Rabbit holes I fall into

I've had a weird month. Progesterone kicked my mental health in the teeth, and I've had schoolwork to contend with on top of it. I haven't had the spoons to write, I guess. But, I have had the spoons for rabbit holes, and there are two I keep falling into these last couple of months.

1. Keyboards

Every once in a while, I get caught up on keyboards. Not because there's anything wrong with my current one (an older SteelSeries Apex M500, with the gamer-girl wasd/space keycaps wearing off), but I'll just see a picture or article about a cool keyboard someone made, and start thinking about the ways standard keyboards are silly. This time around, it was the bayleaf:

So I went back to looking at ergonomic mechanical keyboards. Because it'd be fun to imagine what my ideal keyboard would look like, I guess. Maybe change the key layout to something like dvorak. Offset the space bar so I don't have to tilt my wrist to get my thumb on it. Homerow mods? the possibilities are endless.

The main thing that makes me mad about standard keyboard layouts is the left hand - the row stagger works fine for the right hand, but is awkward for the left; it doesn't make sense to me why our keyboards are shaped like this |\ /| when our hands approach them like this |/ \|. Ah well. I don't know that I'll ever actually take the leap to build out a custom ergo, but it's fun to fantasize about.

2. The font of my e-reader

Individual letters will bother me and take me out of a story when I'm reading on my ereader. For Times New Roman and related fonts, it's the letter e. I tried Century Schoolbook (well, TeX Gyre Schola actually) for a while, but the lowercase o sticks out like a sore thumb to me: it seems too small.

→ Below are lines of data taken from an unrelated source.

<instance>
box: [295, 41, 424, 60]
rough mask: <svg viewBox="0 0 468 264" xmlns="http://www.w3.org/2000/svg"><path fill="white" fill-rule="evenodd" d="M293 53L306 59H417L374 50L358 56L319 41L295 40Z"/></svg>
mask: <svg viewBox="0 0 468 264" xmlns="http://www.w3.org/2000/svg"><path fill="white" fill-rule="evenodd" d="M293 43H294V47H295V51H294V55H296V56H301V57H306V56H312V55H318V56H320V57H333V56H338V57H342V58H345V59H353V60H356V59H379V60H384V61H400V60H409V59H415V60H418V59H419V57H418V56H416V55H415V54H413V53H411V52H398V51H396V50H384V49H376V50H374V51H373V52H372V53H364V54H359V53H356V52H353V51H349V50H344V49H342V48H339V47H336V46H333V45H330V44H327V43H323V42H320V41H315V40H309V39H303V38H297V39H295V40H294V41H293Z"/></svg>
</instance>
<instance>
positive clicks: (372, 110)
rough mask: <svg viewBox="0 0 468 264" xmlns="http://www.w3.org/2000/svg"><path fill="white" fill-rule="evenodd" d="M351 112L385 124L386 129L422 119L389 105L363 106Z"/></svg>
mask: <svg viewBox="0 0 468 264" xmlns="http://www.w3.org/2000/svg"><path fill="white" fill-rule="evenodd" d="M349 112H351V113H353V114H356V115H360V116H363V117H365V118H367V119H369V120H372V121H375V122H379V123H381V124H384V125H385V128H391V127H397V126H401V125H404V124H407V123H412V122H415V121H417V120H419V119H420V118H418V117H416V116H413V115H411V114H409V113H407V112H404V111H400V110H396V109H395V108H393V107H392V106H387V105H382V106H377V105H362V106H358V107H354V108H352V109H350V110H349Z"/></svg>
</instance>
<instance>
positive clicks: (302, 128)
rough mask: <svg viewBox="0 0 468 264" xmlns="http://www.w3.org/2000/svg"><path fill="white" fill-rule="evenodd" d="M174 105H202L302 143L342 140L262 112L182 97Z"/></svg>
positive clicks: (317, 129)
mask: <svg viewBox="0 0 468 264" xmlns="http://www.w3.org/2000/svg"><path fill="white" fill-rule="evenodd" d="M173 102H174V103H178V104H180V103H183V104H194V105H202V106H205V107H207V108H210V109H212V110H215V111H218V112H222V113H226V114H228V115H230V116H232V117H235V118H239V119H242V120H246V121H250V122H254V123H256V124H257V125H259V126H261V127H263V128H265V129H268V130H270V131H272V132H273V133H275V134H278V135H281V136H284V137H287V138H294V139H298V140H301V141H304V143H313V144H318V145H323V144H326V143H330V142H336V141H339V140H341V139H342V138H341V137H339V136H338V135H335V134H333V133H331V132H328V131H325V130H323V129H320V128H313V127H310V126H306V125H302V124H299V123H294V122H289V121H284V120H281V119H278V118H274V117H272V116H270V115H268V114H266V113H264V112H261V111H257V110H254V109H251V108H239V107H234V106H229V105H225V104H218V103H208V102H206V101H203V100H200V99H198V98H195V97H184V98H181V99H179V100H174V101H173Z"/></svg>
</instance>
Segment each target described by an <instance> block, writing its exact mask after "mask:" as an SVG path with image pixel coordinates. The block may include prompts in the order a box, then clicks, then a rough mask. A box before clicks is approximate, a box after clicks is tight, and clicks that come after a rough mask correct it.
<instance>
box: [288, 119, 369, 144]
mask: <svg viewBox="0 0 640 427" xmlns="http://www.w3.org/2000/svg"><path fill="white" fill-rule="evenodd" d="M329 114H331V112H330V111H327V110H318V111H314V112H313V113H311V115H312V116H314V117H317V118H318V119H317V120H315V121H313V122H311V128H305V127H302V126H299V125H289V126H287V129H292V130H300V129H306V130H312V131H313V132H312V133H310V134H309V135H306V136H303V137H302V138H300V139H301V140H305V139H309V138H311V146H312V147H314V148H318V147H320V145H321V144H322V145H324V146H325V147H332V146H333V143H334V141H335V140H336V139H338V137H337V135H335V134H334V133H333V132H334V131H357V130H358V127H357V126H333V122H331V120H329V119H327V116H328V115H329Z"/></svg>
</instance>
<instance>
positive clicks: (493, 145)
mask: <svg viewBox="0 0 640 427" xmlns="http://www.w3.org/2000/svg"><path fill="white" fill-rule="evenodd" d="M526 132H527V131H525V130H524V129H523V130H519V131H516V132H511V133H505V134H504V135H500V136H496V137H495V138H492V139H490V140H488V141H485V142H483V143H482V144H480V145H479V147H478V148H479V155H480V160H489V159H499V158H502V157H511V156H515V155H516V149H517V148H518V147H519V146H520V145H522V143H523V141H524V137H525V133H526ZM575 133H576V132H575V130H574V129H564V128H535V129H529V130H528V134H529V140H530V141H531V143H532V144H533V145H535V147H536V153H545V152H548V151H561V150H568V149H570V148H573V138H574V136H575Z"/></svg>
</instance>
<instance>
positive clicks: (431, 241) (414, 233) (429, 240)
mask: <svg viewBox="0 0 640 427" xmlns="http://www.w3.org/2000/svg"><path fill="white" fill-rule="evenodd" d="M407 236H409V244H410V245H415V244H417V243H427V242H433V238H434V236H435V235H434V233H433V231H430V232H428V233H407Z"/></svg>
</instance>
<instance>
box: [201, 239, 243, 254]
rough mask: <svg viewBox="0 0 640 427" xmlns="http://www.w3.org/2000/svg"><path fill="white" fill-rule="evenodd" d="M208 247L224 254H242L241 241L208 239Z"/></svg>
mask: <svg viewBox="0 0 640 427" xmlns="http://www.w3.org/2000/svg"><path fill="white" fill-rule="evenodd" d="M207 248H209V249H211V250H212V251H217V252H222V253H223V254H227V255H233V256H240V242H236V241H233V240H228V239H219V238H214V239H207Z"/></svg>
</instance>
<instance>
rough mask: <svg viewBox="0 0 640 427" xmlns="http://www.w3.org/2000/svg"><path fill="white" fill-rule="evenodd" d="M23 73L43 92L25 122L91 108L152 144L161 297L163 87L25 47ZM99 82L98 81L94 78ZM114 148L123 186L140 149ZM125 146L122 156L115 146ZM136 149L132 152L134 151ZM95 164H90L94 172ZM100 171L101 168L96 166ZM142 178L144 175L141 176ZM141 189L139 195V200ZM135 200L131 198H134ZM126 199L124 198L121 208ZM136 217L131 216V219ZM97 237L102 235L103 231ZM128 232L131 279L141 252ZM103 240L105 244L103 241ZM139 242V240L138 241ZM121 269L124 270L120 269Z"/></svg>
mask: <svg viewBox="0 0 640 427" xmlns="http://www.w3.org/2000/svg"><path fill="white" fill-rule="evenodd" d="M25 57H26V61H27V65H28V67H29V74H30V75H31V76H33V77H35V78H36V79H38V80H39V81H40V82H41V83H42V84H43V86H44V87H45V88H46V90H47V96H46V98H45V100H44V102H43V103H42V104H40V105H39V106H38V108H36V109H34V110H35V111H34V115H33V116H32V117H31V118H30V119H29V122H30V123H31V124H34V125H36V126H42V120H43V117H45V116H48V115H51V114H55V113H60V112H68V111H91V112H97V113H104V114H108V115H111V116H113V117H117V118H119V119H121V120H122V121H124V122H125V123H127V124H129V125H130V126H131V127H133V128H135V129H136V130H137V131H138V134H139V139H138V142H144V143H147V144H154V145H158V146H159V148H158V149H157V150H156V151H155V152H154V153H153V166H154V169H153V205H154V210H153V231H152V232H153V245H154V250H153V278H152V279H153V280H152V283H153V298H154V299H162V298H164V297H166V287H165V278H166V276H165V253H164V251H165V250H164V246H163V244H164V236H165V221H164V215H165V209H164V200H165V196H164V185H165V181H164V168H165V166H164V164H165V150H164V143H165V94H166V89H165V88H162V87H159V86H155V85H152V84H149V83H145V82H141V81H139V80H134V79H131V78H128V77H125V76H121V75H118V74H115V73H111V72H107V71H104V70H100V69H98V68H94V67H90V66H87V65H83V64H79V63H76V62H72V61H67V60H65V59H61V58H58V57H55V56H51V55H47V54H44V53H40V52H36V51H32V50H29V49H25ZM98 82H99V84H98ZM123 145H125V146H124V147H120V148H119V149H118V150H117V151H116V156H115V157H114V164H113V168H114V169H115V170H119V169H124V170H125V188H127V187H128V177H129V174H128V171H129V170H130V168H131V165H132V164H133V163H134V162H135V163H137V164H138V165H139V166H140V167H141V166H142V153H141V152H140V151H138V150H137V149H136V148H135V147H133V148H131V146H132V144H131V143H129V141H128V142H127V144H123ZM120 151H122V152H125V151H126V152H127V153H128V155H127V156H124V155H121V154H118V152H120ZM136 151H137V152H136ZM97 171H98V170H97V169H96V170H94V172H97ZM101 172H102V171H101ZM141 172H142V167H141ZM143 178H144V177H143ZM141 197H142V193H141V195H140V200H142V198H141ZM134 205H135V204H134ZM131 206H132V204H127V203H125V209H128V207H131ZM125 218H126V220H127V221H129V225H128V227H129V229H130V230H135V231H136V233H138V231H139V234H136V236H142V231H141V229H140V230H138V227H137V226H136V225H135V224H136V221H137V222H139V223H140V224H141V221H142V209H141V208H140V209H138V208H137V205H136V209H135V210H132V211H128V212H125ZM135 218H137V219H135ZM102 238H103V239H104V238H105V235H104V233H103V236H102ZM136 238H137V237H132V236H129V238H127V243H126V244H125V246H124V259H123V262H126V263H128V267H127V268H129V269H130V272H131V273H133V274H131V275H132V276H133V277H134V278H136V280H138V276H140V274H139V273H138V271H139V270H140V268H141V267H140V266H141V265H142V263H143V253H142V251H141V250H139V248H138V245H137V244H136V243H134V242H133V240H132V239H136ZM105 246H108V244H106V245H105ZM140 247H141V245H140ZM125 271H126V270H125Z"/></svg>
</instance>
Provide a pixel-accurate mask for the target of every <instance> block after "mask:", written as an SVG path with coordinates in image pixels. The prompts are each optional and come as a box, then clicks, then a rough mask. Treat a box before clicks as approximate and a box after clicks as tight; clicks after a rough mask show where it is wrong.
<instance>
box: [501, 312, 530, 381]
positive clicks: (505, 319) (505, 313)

I tried using Inter, my beloved font for all things on screen, but it's not as great for long-form reading, plus, after trying Atkinson Hyperlegible too, I think the ereader screen is sharp enough that a serif font makes more sense.

I was using Century Schoolbook because I like modern fonts with higher stroke contrast and ball terminals on the f and r characters, but I think they're just too spindly to read comfortably. I tried Ingeborg, but it was too ornate. After spending yet more time scrolling through the freely available fonts from google, I've started trying out geometric slab serifs - I put Arbutus Slab, Solway, and Sanchez on my kobo. Arbutus slab is cool, with the ball terminals I like, but it's a bit too weighty; Sanchez is too wide; but, Solway seems kind of nice. I'm reading Vonnegut's Galapagos in it right now. It hasn't announced itself as distractingly weird in any way yet.

So that's what I'm up to, how are you?